« Ondes vagabondes» de Maurice Cadet

« Devant nous c’est un chemin sans fin / C’est demain l’automne/ Il va neiger des flocons mauves tout le long de notre chemin de retour. » Ces vers évoquent la perception du voyage dans le recueil de poèmes de Maurice Cadet « Ondes vagabondes». Ils cartographient à eux seuls l’entreprise du poète. Ces vers dressent un hymne à l’identité, à l’amour, aux femmes...

Publié le 2018-08-02 | Le Nouvelliste

Paru chez Les éditions Feu de Brousse (Écrit des Forges), «Ondes Vagabondes» est une tentative pour conquérir l’espace d’« une mémoire des lieux habités en libre amour ». Maurice Cadet sait faire usage d’une langue de notre système symbolique qui pousse les limites de nos horizons. Littéralement, les poèmes sont d’une fluidité qui invite le lecteur à voyager au fond de l’inconnu à la quête du nouveau.

Entre souvenirs d’amour, d’amitié et « remodelage », le poète imprime dans les dédales de la conscience sa véritable dimension en présence des lieux d'ensevelissement et d’enfouissement :

« à chaque retour la violine des novembres m’envahit

Blanchi à chaux le cimetière fait mal aux yeux

Les nouvelles tombes affichent trop de noms connus

Les ombres aimées glissent dans le contre-jour ».

À travers ses poèmes, Maurice nous fait partager le drame qui se joue en lui, ses remembrances, ses amours et l’extase qu'il témoigne à la « fertilité », à l’« éternité » et à la « luminosité ». Il atteint les possibles qu’installe une œuvre qui se donne pour but de créer les lignes de la mesure, la transversalité des sujets et la justesse du tracé.

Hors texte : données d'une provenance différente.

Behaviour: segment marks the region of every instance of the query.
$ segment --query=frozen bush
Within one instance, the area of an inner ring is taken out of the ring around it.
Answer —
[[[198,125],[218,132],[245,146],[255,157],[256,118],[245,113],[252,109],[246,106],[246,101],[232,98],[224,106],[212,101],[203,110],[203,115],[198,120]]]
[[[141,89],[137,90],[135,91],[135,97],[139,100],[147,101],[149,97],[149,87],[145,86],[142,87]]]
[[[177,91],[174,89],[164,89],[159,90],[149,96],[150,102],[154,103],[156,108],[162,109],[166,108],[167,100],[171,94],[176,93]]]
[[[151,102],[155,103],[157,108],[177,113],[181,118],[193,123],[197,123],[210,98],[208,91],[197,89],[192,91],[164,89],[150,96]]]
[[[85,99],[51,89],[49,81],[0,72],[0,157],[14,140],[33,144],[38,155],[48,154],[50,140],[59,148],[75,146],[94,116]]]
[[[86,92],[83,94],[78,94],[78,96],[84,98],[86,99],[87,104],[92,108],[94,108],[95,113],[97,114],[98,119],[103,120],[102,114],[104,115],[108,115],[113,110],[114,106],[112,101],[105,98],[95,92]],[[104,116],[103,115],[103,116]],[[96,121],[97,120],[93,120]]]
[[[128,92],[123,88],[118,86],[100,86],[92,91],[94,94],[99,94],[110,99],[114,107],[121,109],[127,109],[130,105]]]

Comme un contre-espace qui s’inscrit dans le temps de l’enfance, les corps et les zones d’ombre sont conçus dans une relation de transition :

«[…] ah ! ce n’est pas la faute du temps

Si à travers les rumeurs de la rue Provence

Je crois entendre dans les palabres de l’arrière-cour

Voix rieuse et raclements de gorge

Si au soleil levant du balcon-devant

Il y a encore grincement d’une chaise-dodine

Le père se berçant à l’ombre du bougainvillier fleuri

fort souvent les morts font des ombres sur nos ombres

Et leur silence n’abrège pas la durée de nos angoisses

Daguerréotypes figés dans leur cadre bronzé

Aïeuls aux jabots de dentelle et au faux col relevé

Tout une galerie des vieux regards me poursuivant

Scrutant dans leur rigidité d’outre-tombe

Jusqu’à la moindre retaille de mon enfance décousue »

Toujours dans l’action, esprit vagabond, « pleins feux », rien chez le poète n’arrête la mémoire. Par-delà les mots, sa création musicale prend une formule mnémotechnique dans l’imagination du lecteur. L’oisiveté n’est pas de mise. Il s’empare de nous, « fragilise la certitude » capable de rendre compte de l’altérité.

Maurice Cadet, né à Jacmel, est auteur de plusieurs recueils de poésie, il a enseigné la littérature au secondaire (1967-1995). « Ondes vagabondes» est son cinquième titre publié aux Écrits des Forges.